While the electronics components are pretty much off the shelf, the housing is not. There is no match in existing open designs for the specific combination of modules and criteria for this project. Instead, I created a case from scratch. In this post, I present the work that went into creating the weather-proof case that will house the open security camera.

This post is part of a series

  1. The open security camera project
  2. MVP’s for the camera and existing alternatives
  3. Scoping hardware options
  4. Creating the case
  5. Tackling mounting
  6. Assembly and installation
  7. Software stack
  8. Security camera hardware or as a service from Molnix
  9. The how-to for DIY people


There are many Raspberry Pi camera designs freely available on sites such as Thingiverse. However, none of the are quite as comprehensive as the one we need. Going back to the MVP’s, something new was needed. Specifically, quite few designs on Thingiverse actually contain the sources to the design. Usually the downloadables are just STL files for printing. As a result, the best I could do was look at the designs or snippets of code of similar projects and try to learn.

I did the the early design on paper, since it allowed quick outlining of the actual components in full size.

Paper draft of the design

There were a few things I took into account when designing in addition to the core project criteria. The first and most important, was that the design had to be printable.
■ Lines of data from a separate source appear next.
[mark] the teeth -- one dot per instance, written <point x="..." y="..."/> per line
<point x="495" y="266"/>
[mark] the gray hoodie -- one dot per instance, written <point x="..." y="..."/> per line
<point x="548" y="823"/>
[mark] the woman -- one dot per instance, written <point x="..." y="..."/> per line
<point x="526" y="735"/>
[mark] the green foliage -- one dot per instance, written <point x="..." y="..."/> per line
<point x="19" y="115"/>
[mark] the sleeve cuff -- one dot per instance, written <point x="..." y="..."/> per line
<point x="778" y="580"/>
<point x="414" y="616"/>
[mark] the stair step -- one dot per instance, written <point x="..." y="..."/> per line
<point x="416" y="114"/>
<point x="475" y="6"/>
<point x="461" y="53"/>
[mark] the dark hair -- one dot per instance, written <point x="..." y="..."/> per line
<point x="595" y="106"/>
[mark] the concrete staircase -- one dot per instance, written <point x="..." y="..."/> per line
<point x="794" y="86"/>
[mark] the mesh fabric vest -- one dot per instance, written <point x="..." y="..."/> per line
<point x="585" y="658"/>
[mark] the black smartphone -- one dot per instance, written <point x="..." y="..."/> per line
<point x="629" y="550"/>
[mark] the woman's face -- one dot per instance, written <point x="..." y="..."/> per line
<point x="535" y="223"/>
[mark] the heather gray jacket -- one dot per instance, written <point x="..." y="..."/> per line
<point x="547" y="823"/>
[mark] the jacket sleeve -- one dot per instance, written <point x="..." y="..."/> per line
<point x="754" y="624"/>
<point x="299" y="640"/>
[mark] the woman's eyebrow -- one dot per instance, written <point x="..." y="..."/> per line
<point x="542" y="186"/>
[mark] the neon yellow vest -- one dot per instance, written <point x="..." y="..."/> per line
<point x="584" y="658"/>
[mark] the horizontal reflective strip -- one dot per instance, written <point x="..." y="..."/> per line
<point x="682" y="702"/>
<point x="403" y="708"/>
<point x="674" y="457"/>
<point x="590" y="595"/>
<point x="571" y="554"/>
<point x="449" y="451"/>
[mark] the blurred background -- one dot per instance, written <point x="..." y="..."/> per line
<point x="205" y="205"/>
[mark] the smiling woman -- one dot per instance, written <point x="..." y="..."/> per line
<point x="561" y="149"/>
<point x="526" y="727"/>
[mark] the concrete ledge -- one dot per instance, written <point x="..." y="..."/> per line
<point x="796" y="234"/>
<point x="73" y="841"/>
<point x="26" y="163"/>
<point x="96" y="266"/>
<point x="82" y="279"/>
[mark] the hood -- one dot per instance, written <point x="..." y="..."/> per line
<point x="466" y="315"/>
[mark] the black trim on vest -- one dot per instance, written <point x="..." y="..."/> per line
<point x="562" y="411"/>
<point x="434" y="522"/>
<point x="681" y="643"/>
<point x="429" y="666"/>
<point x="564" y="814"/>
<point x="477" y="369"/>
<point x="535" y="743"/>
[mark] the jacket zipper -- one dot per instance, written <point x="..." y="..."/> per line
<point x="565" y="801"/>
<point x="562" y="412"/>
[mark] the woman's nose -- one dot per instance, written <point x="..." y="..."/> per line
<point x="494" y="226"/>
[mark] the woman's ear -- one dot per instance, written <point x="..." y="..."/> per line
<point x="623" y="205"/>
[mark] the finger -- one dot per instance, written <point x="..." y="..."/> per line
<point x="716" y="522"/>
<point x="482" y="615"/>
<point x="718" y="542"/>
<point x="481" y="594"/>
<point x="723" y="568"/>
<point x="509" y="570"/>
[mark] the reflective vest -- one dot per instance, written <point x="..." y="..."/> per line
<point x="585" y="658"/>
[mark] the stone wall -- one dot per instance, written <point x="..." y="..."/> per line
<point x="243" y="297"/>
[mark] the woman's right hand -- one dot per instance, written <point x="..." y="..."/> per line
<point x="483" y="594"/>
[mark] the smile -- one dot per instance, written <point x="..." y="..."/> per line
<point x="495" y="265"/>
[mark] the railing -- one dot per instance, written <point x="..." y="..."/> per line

This entails making models that preferably have one flat side for good adhesion. Furthermore, there should be no overhanging parts. And to be practical for printing with affordable printers, it has to fit in 20x20x20cm build area while avoiding wasting filament.

The second design principle I aimed for was to minimize number of non-printable parts required and assembly complexity while allowing decent 2-axis pointing. A conscious decision was to leave servos out at this point. As of this writing, it looks like the case will only need a window in addition to the printable parts. Mounting in turn requires two screws. A CD case cover served as the raw material for prototyping the window. For production, I have not yet researched which kind of transparent materials fit IR cameras the best.

Third, it had to work on a fully open tool chain. Related to this, it also had to suit my particular skills (read: lack of any 3d design experience and stick figure level artistic capacity).

OpenSCAD is wonderful

Once I had decided on the general design principles, the selection of design app was easy. OpenSCAD allows me to write the design rather than draw it, which was a huge relief. It also nicely allows using variables. This, in turn, makes testing and improving the design easy, as well as inherently making the whole design parametrizable.

The main downside of OpenSCAD is that it feels very slow and has rendering problems with the preview. This can be seen in the screenshot above, as the case is hollow. Rotating the design on screen can be laggy, so when working on the design I usually commented out everything but the exact section I was working on. The smoothness setting is also key here – it only needs to be high for final renders.

Prototyping and printing

My biggest surprise throughout prototyping the case, was the precision. I had expected to add tolerances here and there to make things fit. In the end, there was only on place – the case bottom notch – where this was needed. In fact, I even ended up removing scale directives from the code where I had anticipated trouble.

Even the first full case print in the picture above worked. It was a bit wobbly and I since reduced the volume by about 20% while improving stability. This was quite encouraging. That said, I certainly feel open for suggestions regarding esthetics.


As promised, the design is freely available under the Creative Commons – Attribution – Share Alike license. I have published the source files in the Molnix open source repository. When the project finishes, the printable designs will also be published on Thingiverse.